23. The computer system of claim 18, wherein the at least one code readable by the processor, when executed by the processor, causes the processor to:

a. receiving input levels, amounts or concentrations of at least one biomarker selected from the group consisting of TCL1A and AKR1C3, and input values of one, two, three or preferably four clinical parameters selected from the group consisting of:

(i) Experience of rejection onset prior to blood sampling,

(ii) The sex of the recipient is determined by the sex,

(iii) Previous transplantation, and

(iv) The number of donor-recipient HLA mismatches,

c. generating an output, wherein the output is a composite score, and

24. The computer system of claim 23, wherein the subclinical renal rejection consists of subclinical antibody-mediated renal rejection (sABMR).

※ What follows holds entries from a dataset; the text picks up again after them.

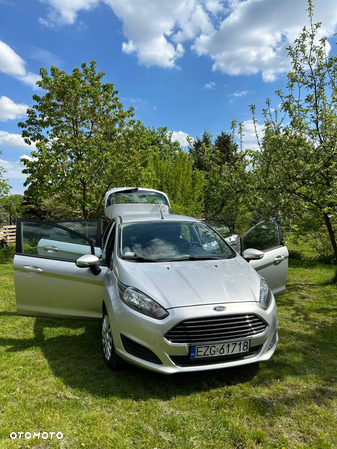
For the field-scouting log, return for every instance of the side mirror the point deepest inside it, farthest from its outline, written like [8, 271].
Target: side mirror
[89, 261]
[252, 254]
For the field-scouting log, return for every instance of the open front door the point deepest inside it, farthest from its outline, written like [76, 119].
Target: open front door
[267, 236]
[47, 280]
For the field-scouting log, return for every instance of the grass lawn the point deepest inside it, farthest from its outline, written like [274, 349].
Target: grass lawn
[53, 379]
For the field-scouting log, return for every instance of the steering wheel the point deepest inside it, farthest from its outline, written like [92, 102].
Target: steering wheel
[188, 244]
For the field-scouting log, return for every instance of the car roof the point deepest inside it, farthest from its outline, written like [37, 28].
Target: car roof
[154, 218]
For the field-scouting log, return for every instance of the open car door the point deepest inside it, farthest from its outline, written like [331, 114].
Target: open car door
[47, 280]
[267, 237]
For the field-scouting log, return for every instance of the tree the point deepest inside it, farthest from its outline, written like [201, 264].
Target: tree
[160, 140]
[4, 190]
[12, 207]
[224, 166]
[4, 186]
[85, 142]
[297, 162]
[183, 184]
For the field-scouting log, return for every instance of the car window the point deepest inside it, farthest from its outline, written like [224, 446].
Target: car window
[220, 226]
[164, 240]
[109, 246]
[51, 241]
[92, 229]
[263, 236]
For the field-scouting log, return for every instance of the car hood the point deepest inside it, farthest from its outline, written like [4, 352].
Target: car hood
[190, 283]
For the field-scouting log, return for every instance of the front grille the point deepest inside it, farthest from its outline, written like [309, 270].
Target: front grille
[216, 329]
[184, 360]
[139, 351]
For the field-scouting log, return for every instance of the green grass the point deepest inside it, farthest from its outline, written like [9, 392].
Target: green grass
[53, 379]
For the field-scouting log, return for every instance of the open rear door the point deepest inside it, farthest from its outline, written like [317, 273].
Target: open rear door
[267, 236]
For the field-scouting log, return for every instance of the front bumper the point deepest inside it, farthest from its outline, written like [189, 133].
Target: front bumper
[141, 340]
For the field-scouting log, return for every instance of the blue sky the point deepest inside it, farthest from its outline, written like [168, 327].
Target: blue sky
[189, 65]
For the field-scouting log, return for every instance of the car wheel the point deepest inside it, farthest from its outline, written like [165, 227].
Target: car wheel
[108, 347]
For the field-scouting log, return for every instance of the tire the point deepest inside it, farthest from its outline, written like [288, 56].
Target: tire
[112, 360]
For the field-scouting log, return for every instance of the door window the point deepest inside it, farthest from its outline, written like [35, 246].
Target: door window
[263, 236]
[92, 229]
[51, 241]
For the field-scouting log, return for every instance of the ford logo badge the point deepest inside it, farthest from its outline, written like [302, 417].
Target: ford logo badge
[219, 308]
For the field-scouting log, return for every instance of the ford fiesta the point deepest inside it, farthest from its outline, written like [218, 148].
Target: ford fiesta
[172, 293]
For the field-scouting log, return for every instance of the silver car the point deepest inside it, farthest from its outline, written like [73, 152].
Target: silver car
[172, 294]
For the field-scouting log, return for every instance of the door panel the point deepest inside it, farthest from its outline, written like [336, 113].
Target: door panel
[267, 236]
[273, 267]
[47, 280]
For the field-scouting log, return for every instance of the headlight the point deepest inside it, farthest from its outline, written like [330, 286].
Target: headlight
[265, 295]
[140, 302]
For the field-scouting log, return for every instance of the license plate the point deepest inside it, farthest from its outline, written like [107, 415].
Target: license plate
[219, 349]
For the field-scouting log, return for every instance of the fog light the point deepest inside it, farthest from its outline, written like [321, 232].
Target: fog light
[272, 343]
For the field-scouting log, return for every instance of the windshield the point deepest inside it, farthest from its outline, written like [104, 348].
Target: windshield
[164, 240]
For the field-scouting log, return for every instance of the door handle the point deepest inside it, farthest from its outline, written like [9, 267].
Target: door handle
[32, 268]
[50, 248]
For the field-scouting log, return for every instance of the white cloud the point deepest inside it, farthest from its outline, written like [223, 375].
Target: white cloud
[243, 93]
[240, 37]
[13, 169]
[14, 140]
[12, 64]
[10, 110]
[181, 137]
[65, 11]
[210, 85]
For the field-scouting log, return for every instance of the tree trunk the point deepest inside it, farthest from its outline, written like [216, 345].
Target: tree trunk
[331, 233]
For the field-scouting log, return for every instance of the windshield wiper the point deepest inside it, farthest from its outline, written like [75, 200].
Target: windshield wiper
[139, 259]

25. A computer system according to any one of claims 18 to 24, wherein the subject is diagnosed as having subclinical renal rejection when the output is significantly higher than the same output obtained in at least one reference subject, wherein the reference subject is a subject who has not received a renal transplant, a renal transplant recipient who has not had subclinical rejection, or a subject who has received a subclinical rejection self-test prior to a renal transplant.

26. A computer program comprising a processor readable software code adapted to perform the computer implemented method of claim 17 when executed by a processor.

27. A non-transitory computer-readable storage medium comprising code that, when executed by a computer, causes a processor to perform the computer-implemented method of claim 17.

28. A kit of parts for performing the method according to any one of claims 1 to 17, comprising a substance for determining the level, amount or concentration of at least one biomarker selected from the group consisting of TCL1A and AKR1C3, and optionally a substance for determining the level, amount or concentration of at least one reference marker, and instructions for performing the method.

29. The kit of parts according to claim 28, wherein the substance is selected from the group consisting of nucleic acid probes, antibodies and aptamers.